Lupita Nyong’o, Chiwetel Ejiofor, Steve McQueen, Sarah Paulson and Michael Fassbender. Kevin Winter/Getty Images
The disappointment online was palpable. High-profile African Americans revealed their increasing displeasure on Twitter throughout the evening. MSNBC’s Joy-Ann Reid tweeted “@TheReidReport If the mark of a great film is that it demands that you never, ever forget it, 12 Years a Slave should have swept tonight. #GoldenGlobes”
So if 12 Years a Slave ultimately won the night’s major award, is there a legitimate reason for critics of color, and others, to be concerned?
In a word: absolutely.
While many have argued that 2013 turned out to be one of the strongest years for leading men in recent memory, with a number of compelling best actor performances across the spectrum, there is not a self-respecting critic on the planet who would pretend that Jennifer Lawrence’s performance in American Hustle and Lupita Nyong’o’s performance were in the same league.
Furthermore, having seen both films (and being personally partial to crime capers) I must say that the fact that American Hustle is being positioned as on par with 12 Years a Slaveis, to put it mildly, perplexing. One is moderately entertaining. The other is cinematically extraordinary. One will be remembered as an important work 20 years from now. The other may not be remembered at all.
Don’t get me wrong. I didn’t consider 12 Years a Slave easy to watch, or the definition of a fun night out. But it is a masterpiece. For that reason, I hope Anna Holmes, founder of the women’s site Jezebel, ends up being right.
Of course it is worth noting that the Golden Globes are not always a crystal ball when it comes to foreshadowing Oscar winners. But after the Globes’ outcomes, I can’t help bracing myself for a repeat of 1986. That was the year that The Color Purplewas nominated for 11 Academy Awards, and failed to win any.
Of course, in 1986, the Academy didn’t have to worry about the wrath of social media, or more specifically the wrath of black Twitter.

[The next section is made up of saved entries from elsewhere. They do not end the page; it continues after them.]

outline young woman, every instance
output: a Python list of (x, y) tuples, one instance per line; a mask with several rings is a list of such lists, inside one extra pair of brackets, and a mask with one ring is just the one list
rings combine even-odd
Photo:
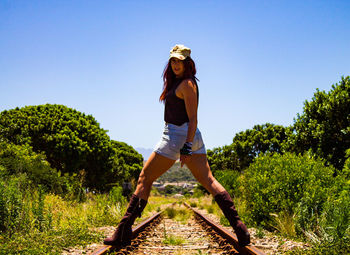
[(240, 220), (232, 199), (225, 188), (213, 177), (201, 133), (197, 128), (199, 91), (195, 63), (191, 50), (175, 45), (163, 73), (164, 87), (160, 101), (165, 103), (165, 127), (161, 140), (145, 163), (127, 211), (113, 236), (104, 240), (107, 245), (129, 245), (132, 225), (141, 216), (147, 204), (152, 183), (165, 173), (177, 159), (186, 164), (193, 176), (215, 198), (233, 227), (239, 244), (250, 243), (247, 227)]

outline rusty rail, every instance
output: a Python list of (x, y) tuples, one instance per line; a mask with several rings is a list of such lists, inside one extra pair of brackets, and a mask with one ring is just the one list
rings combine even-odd
[(237, 251), (240, 252), (240, 254), (249, 254), (249, 255), (266, 255), (263, 251), (255, 248), (252, 245), (247, 245), (244, 247), (239, 246), (238, 244), (238, 239), (237, 236), (229, 231), (227, 231), (226, 229), (224, 229), (222, 226), (214, 223), (213, 221), (211, 221), (210, 219), (208, 219), (207, 217), (205, 217), (204, 215), (202, 215), (200, 212), (198, 212), (196, 209), (192, 208), (190, 205), (188, 205), (187, 203), (184, 203), (186, 207), (188, 207), (189, 209), (191, 209), (195, 215), (200, 218), (201, 220), (203, 220), (207, 225), (209, 225), (210, 227), (212, 227), (215, 232), (217, 232), (222, 238), (224, 238), (225, 240), (227, 240), (230, 244), (232, 244), (235, 249)]
[[(214, 223), (213, 221), (211, 221), (210, 219), (208, 219), (207, 217), (202, 215), (199, 211), (192, 208), (187, 203), (184, 203), (184, 204), (187, 208), (191, 209), (194, 212), (196, 219), (199, 221), (199, 223), (202, 226), (205, 226), (205, 229), (207, 231), (209, 231), (209, 229), (210, 229), (210, 231), (212, 233), (214, 233), (212, 235), (212, 238), (214, 240), (216, 240), (217, 242), (219, 242), (222, 245), (222, 247), (225, 247), (225, 249), (227, 249), (227, 251), (228, 251), (228, 254), (238, 254), (237, 252), (239, 252), (239, 254), (247, 254), (247, 255), (266, 255), (264, 252), (255, 248), (252, 245), (247, 245), (244, 247), (239, 246), (238, 240), (237, 240), (237, 237), (235, 234), (231, 233), (230, 231), (227, 231), (222, 226)], [(129, 254), (134, 249), (132, 246), (133, 245), (137, 246), (141, 242), (138, 239), (142, 239), (144, 235), (147, 235), (147, 233), (144, 233), (145, 232), (144, 230), (147, 230), (146, 228), (149, 229), (150, 224), (153, 224), (155, 222), (159, 222), (160, 216), (162, 213), (163, 213), (163, 211), (154, 214), (153, 216), (147, 218), (145, 221), (141, 222), (138, 226), (136, 226), (135, 228), (132, 229), (132, 238), (133, 238), (132, 242), (134, 242), (134, 244), (132, 244), (131, 246), (127, 246), (127, 247), (121, 248), (119, 250), (116, 250), (115, 247), (113, 247), (113, 246), (104, 245), (104, 246), (97, 248), (94, 252), (92, 252), (90, 254), (91, 255), (102, 255), (102, 254), (106, 254), (107, 252), (111, 252), (111, 251), (116, 251), (116, 252), (118, 252), (117, 254)], [(146, 232), (149, 232), (149, 231), (146, 231)], [(234, 247), (234, 249), (232, 248), (232, 246)], [(126, 253), (124, 253), (124, 252), (126, 252)]]
[[(162, 212), (156, 213), (153, 216), (147, 218), (143, 222), (141, 222), (139, 225), (137, 225), (135, 228), (132, 229), (132, 238), (137, 237), (138, 234), (140, 234), (146, 227), (149, 226), (152, 222), (154, 222), (156, 219), (160, 217)], [(90, 253), (90, 255), (102, 255), (106, 254), (107, 252), (115, 251), (115, 248), (111, 245), (103, 245), (99, 248), (97, 248), (94, 252)]]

As Jamelle Bouie of the Daily Beast tweeted after 12 Years a Slave was named best motion picture: @jbouie “And the Hollywood Foreign Press breathes a quiet sigh as it narrowly escapes the wrath of#blacktwitter.”
But some, including radio host Al Butler, wondered aloud if sometimes we as African Americans get too upset about the wrong things, tweeting, @ALBDamn “Before y’all start, I loved #12YearsASlave and I’m not shading the movie, just how we sometimes overreact to certain achievements #Obama.”
He’s right that a race for best picture may not be as important as a race for the presidency, but part of why President Obama was able to win the presidency in the first place was because how black Americans were depicted in media had evolved enough so that certain white Americans, who may have once been afraid to vote for someone who looked like Obama, no longer were.
As managing editor of The Root Lyne Pitts concluded following the Golden Globes ceremony, “If we keep looking to the mainstream for our validation we will continue to be disappointed.”